2. Başvurucu, görevi yaptırmamak için direnme suçunu işlediği iddiasıyla 16/9/2019 tarihinde saat 02.00 sıralarında gözaltına alınmış, aynı gün tutuklanması istemiyle sevk edildiği Aliağa Sulh Ceza Hâkimliğince adli kontrol güvenlik tedbiri uygulanarak serbest bırakılmıştır.
3. Başvurucunun iddiasına göre başvuruya konu olay şu şekilde meydana gelmiştir:
i. Başvurucunun eşi A.Ş.nin beyanları doğrultusunda müşterek evlerine gelen jandarma görevlileri, otizm hastası üç yaşındaki müşterek çocuğu alma girişiminde bulunmuştur.
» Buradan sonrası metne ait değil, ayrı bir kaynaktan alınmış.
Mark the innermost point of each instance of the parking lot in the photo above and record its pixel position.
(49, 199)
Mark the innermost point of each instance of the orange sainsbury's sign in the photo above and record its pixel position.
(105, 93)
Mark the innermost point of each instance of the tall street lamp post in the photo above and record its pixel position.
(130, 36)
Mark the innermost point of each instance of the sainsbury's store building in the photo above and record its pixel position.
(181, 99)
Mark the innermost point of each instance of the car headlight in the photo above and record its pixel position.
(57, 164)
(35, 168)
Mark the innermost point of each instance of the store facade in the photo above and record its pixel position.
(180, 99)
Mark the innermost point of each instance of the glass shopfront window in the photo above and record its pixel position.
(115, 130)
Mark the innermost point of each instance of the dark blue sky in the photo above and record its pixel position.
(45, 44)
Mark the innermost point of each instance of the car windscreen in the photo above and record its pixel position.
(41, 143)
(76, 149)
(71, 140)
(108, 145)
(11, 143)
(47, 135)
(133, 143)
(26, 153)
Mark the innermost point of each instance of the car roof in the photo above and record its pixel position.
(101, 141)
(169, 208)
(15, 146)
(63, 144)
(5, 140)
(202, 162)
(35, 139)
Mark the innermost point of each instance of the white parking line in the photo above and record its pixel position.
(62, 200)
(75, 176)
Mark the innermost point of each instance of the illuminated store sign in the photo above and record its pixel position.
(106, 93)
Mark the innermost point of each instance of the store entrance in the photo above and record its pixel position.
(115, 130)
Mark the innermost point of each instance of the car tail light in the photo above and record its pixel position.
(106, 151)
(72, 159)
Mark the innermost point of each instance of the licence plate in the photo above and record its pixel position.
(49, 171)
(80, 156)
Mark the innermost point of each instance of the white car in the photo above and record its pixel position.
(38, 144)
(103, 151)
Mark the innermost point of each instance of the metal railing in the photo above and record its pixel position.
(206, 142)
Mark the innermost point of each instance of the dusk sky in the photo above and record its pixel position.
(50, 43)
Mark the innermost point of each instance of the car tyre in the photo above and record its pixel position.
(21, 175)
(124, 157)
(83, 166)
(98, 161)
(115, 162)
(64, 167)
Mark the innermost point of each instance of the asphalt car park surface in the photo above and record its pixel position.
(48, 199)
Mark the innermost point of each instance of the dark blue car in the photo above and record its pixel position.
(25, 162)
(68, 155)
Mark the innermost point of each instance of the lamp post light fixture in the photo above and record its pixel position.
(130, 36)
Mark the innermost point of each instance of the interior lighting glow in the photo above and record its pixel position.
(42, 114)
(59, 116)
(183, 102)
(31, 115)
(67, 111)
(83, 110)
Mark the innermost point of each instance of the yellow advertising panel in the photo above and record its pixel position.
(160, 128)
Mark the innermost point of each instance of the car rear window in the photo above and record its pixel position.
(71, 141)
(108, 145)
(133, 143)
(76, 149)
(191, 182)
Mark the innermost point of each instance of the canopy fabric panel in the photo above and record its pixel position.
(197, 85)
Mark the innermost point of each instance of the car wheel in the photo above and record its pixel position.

ii. Yakasından tutarak duvara dayamak suretiyle fiziksel şiddet uygulayan kolluk görevlilerinden kendini korumak isteyen başvurucu, yaralama kastı olmaksızın girişimde bulunmuş ancak görevli memura direnme suçunu işlediği iddiasıyla gözaltına alınmıştır.
iii. Başvurucu, nezarethaneye alınmadan önce kolluk görevlilerinin fiziksel şiddetine maruz kalmış ve hakarete uğramıştır. Nezarethanede kendisine yemek ve su verilmemiş, su ihtiyacı da tuvalet musluğundan karşılanmıştır.
iv. Başvurucunun maruz kaldığı fiziksel şiddet nedeniyle yaralanmalarını gören avukatı, aynı gün Aliağa Cumhuriyet Başsavcılığına (Başsavcılık) müracaat ederek şikâyetçi olmuştur.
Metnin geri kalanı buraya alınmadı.